Elle renoue avec son ami d’enfance, Montgomery. Il n’était que le fils d’une domestique des Moreau, mais le docteur l’avait pris sous son aile pour l’éduquer et l’initier à son art, Juliette n’étant pas née du « bon sexe ». Le garçon avait disparu en même temps que le médecin déchu, mais elle va le retrouver presque par hasard et parviendra à lui faire avouer que son père est toujours vivant. Après une longue traversée en mer vers l’Australie, Montgomery et Juliette recueillent un naufragé répondant au nom d’Edward Prince, mais le pied à peine posé sur l’île, le docteur donne le ton et l’intrigue prend pleinement son envol. Très vite, le drame frappe. Entre les conflits incessants qui éclatent tour à tour entre le docteur, sa fille et ses deux soupirants, et les incidents rapportés chez les indigènes au physique si primitif, Juliette se pose de plus en plus de questions… et trouve des réponses qu’elle aurait largement préféré ignorer.

Cette réécriture reprend les thèmes originels comme la relation de l’Homme à l’animal, la place de chacun sur Terre ainsi que leurs droits et devoirs, et ce qui les différencie l’un de l’autre. Elle prend place aux prémices de l’éveil des consciences, aux débuts de la Science et des théories sur l’évolution de Darwin. De grands changements sont en marche, mais le conservatisme a la peau dure. Ainsi, les femmes ne sont guère plus que des trophées, des meubles, une façon d’assurer une descendance. Elles n’ont aucun droit en dehors de celui d’être belle et obéissante. Allez donc imaginer ce qu’étaient les droits des animaux à cette époque…

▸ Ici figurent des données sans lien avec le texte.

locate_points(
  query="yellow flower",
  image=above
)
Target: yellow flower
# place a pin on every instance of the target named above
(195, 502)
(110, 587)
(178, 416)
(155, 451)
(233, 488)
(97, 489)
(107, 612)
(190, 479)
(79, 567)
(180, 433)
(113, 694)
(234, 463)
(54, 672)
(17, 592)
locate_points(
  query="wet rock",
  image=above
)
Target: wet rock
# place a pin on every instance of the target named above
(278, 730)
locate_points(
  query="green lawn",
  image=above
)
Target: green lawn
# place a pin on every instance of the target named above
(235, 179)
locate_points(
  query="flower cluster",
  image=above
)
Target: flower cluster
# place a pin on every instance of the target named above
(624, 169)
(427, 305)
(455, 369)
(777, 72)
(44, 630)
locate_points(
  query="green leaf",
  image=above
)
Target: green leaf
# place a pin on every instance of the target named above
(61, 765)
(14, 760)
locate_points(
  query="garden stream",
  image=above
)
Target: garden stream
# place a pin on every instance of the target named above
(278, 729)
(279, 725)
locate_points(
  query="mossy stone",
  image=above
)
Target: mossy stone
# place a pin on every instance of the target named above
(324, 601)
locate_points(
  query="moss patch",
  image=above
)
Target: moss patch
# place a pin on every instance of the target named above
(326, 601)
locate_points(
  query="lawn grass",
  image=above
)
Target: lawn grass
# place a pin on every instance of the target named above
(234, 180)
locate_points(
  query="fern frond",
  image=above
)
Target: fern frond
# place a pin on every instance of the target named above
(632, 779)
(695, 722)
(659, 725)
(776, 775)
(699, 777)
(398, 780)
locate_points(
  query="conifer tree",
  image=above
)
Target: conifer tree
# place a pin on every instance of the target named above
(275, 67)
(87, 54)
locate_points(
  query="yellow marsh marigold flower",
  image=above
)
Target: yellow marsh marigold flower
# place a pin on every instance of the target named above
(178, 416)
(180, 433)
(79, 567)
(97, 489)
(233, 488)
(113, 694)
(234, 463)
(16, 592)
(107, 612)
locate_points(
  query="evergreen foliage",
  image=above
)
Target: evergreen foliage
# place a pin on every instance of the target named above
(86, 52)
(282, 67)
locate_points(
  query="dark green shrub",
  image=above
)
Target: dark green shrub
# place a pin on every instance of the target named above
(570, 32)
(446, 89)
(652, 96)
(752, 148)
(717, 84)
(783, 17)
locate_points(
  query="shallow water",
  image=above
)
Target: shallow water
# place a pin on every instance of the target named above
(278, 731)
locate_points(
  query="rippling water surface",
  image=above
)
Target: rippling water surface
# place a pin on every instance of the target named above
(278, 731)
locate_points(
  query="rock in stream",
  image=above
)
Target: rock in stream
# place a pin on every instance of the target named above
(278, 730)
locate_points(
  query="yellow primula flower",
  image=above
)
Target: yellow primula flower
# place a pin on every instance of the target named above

Mais d’autres points font aussi la force de ce roman, comme l’ambiguïté de ses personnages, et l’ambiance sombre et oppressante qui va crescendo. Je dirais qu’en dehors du docteur, ils ont tous une part d’ombre et de lumière, et on a du mal à réellement savoir quelle moitié domine, en Montgomery et en Edward tout particulièrement. Juliette elle-même s’y perd et va de l’un à l’autre, sans que jamais l’évidence ne saute à ses yeux… et elle ne le fera que très tardivement à son cœur.

Les tensions grandissantes captivent le lecteur, alors que le temps lui-même se dégrade de plus en plus sur l’île perdue au milieu de nulle part. Elles atteindront leur apothéose dans un final qui surprend jusqu’à la dernière ligne et qui donne au lecteur l’impression que même la nuit paraît lumineuse comparée au livre qu’il vient de refermer.